Jeu d’enquête, murder-party, escape game ou jeu de rôle?
Jeu de rôle, définitivement. L’enquête ne suit pas un script strict. L’expérience et l’immersion narrative en constituent l’essence, comme un mini-jeu de rôle grandeur nature. A la manière de Pour la Reine ou Rituels de For The Story, le jeu mise sur une improvisation guidée par des cartes. Il nécessite un peu de temps de préparation et l’investissement de l’un des joueurs pour tenir le rôle de facilitateur, c’est-à-dire savoir expliquer la mise en place et les étapes de la partie.
Alice is missing peut se jouer à distance, l’éditeur Hunters entertainment ayant préparé les outils pour l’héberger sur des plateformes de jeu (via Roll20 ou Discord) mais on peut le faire soi-même, via Whatsapp ou Messenger, avec un peu de travail de mise en place. C’est l’un de ses paradoxes : on peut être séparés mais l‘expérience est encore meilleure avec la proximité des joueurs, notamment durant le débriefing.
Un jeu qui divise
…pour différentes raisons.
La première est sa forme. Beaucoup reprochent une inflation du texte du manuel de jeu, qu’ils attribuent à l’écriture et le propos, tous deux inclusifs. Sachant la frilosité du public francophone à tout ce qui touche à la neutralité de genre ou aux questions de sécurité émotionnelle dans le jeu, on ne peut que saluer l’éditeur français Origames d’avoir respecté l’approche de la version originale. La note d’intention est au moins claire, même si elle ne brosse pas tous les publics dans le sens du poil. La mise en place est au final assez claire et très bien résumée pour qui veut se lancer immédiatement.

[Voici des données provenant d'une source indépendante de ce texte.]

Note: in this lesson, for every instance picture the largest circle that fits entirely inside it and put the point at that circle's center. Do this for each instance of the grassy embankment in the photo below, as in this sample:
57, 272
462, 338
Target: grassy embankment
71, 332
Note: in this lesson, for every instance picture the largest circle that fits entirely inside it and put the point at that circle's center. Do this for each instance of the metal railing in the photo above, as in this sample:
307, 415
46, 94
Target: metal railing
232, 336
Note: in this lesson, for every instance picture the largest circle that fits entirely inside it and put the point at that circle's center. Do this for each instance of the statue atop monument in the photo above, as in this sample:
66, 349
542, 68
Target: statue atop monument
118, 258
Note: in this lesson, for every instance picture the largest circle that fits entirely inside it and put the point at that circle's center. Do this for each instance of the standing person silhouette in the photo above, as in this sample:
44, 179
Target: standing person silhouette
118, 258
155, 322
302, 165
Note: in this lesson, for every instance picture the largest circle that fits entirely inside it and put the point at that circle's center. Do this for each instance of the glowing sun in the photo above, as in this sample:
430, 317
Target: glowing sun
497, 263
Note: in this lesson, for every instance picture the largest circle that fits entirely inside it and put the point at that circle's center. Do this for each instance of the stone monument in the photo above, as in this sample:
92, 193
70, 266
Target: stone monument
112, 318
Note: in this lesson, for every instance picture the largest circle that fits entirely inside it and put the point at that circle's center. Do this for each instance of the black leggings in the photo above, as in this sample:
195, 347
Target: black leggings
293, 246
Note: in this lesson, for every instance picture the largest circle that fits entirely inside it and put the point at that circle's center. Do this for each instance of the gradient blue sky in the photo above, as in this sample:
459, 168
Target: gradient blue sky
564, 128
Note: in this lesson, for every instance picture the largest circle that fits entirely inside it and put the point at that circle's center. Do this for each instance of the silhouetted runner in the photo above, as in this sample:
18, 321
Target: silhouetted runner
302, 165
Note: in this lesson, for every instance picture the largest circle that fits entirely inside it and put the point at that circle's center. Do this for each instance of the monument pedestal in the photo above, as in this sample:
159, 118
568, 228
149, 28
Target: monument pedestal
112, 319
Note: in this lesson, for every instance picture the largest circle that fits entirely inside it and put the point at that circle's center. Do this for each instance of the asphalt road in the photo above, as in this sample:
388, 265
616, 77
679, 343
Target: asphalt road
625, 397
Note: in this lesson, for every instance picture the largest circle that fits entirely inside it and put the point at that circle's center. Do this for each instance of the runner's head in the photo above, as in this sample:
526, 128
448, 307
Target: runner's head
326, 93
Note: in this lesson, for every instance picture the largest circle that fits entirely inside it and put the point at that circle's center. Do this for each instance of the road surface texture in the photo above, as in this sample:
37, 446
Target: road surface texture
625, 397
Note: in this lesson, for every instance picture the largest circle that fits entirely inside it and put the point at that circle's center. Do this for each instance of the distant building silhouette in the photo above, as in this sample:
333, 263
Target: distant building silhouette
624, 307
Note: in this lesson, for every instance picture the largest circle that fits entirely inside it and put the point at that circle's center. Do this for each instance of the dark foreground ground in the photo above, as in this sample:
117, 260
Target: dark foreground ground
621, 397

La deuxième est sa finalité. De nombreux joueurs sont décontenancés par l’aspect non conclusif du récit. Vous pouvez construire une infinité de récits, mais ils peuvent se terminer de manière abrupte, en laissant des fils d’intrigue en suspens, des mystères irrésolus et, pire pour pas mal de critiques, le destin d’Alice incertain.
Alice is missing fait partie de ces expériences culturelles où le voyage est plus important que la destination. Peut-être qu’au terme de votre session, vous arriverez à une issue fermée mais vous vous rappellerez surtout l’atmosphère et les rebondissements.
Le silence après du Alice is missing est encore du Alice is missing.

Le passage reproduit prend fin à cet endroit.